06 de agosto de 2012 às 17h15

Bonito ver os comentaristas do blog defenderem o estado democrático de direito. Bonito também se aterem as provas do auto. Chego a lacrimejar. Será mais bonito ainda quando os adversários estiverem sendo julgados, pois, comumente, não não costumam se ater a necessidade de provas materiais para condená-los.

Há mais provas da participação de José Dirceu na Ação Penal 470 (rs) ou de José Serra no Suposto Esquema de Desvio de Verbas da Privatização de Estatais (ex-Privataria Tucana)?

Responder

    paulo roberto

    06 de agosto de 2012 às 18h29

    Vc já leu “A Privataria Tucana”? Ou só lê a Veja?

    Willian

    06 de agosto de 2012 às 20h07

    Provas provas ou são “provas”?

    Francisco

    06 de agosto de 2012 às 18h52

    Olha, tem um livro inteiro de provas materiais (publicas e cartoriais, nativas e estrangeiras) sustentando a relação de José Serra com a assim chamada “Privataria”.

    Se esse livro não for o suficiente, logo, logo, vem o segundo …

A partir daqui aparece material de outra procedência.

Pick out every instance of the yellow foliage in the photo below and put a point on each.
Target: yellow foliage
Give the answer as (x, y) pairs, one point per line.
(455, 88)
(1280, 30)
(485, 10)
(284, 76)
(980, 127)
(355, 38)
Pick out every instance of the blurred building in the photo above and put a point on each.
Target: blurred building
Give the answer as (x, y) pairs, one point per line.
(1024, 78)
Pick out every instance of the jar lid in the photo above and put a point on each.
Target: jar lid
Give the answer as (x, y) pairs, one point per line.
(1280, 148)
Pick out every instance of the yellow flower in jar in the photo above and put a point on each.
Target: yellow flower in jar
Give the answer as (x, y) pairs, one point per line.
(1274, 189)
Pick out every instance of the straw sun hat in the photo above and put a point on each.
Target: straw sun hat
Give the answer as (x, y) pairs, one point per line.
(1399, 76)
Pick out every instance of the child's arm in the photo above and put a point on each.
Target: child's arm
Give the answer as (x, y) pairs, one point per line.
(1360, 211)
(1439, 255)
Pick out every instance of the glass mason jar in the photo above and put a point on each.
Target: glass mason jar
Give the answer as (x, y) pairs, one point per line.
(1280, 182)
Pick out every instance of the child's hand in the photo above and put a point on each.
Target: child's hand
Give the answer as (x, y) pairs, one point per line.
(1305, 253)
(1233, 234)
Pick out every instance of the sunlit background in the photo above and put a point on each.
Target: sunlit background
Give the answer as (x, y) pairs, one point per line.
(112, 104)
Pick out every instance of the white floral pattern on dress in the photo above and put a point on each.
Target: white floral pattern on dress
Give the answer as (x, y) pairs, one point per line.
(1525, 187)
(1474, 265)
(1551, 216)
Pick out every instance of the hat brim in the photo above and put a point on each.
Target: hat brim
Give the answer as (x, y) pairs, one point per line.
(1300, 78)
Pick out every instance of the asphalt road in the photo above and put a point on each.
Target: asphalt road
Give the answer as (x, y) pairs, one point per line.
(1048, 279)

    PS. Notou que a direita tem acesso a escribas pagos, todos os arsenais de Carlinhos Cachoeira, gráficas, editoras, o escambau e não produziu um livro análogo à “Privataria Tucana” sobre José Dirceu?

    Estranho, né?

    MARCELO

    07 de agosto de 2012 às 11h50

    Poderiam escrever um belo livro chamado:A Safadeza Petista.
    Venderia como guaraná no deserto do Saara.

    Marcia Noemia

    06 de agosto de 2012 às 19h02

    Mas não é assim que o PGR quer? Provas, provas e provas. O PGR diz que tem provas, mas não coloca nos autos. O outro têm provas e coloca nos autos.

    PedroAurelioZabaleta

    06 de agosto de 2012 às 20h15

    Willian… Bonner?

    Willian

    06 de agosto de 2012 às 21h16

    Willian…Waack? Who knows?

    jandui

    07 de agosto de 2012 às 07h21

    nem Bonner nem Waack. Willian mané Dantas.

    Bonifa

    06 de agosto de 2012 às 20h59

    Não é provas “do auto”. É provas dos autos. Auto é uma peça teatral ligeira. Embora a peça de Gurgel pareça mais um “auto” que desprezou o próprio conteúdo dos autos.

    Mário SF Alves

    07 de agosto de 2012 às 00h57

    Fica ensinando, fica. Desculpa aí,Bonifa. É gozação. Mesmo porque a realidade (o ensinamento, o argumento) não tem a menor serventia pra quem se acostumou ao uso da força.

    C. Roberto

    06 de agosto de 2012 às 21h52

    Se vc tem tanta certeza do que diz, porque não foi ao tribunal argumentar com os advogados? Acabaram-se as capas da Veja, e junto com elas foi o Demostenes. Não preocupe, se esta ansioso por ver gente na cadeia breve teremos a privataria, a lista de furnas, o Cachoeira e mensalão do Azeredo!!!É só aguardar…

    CarmenLya

    06 de agosto de 2012 às 23h22

    Se é o William Waack nem respondam…pode levar nosso debate para o embaixador americano no próximo encontro, rsrsrsrs

    Leonardo Meireles Câmara

    07 de agosto de 2012 às 00h26

    Olha, contra o Serra mesmo são poucas, mas com relação aos chegados deles, inclusive filha e genro, as provas são arrasadoras. Fico satisfeito se a filha dele for condenada a devolver o dinheiro e a dormir uns belos anos no xilindró, assim como os capangas de Serra. Espero que quando chegar a vez dele, o ministério público não seja tão idiota e se concentre nas provas. Assim não fica desmoralizado e põe algum desses bandidos na cadeia.

Marat

06 de agosto de 2012 às 17h14

Azenha, boa tarde.
Peço licença para aplaudir de pé a imagem do mês. ESPETACULAR. Faltaram algumas “pessoas” ali, do naipe de um Tony Blair, mas a mensagem foi sensacional!!!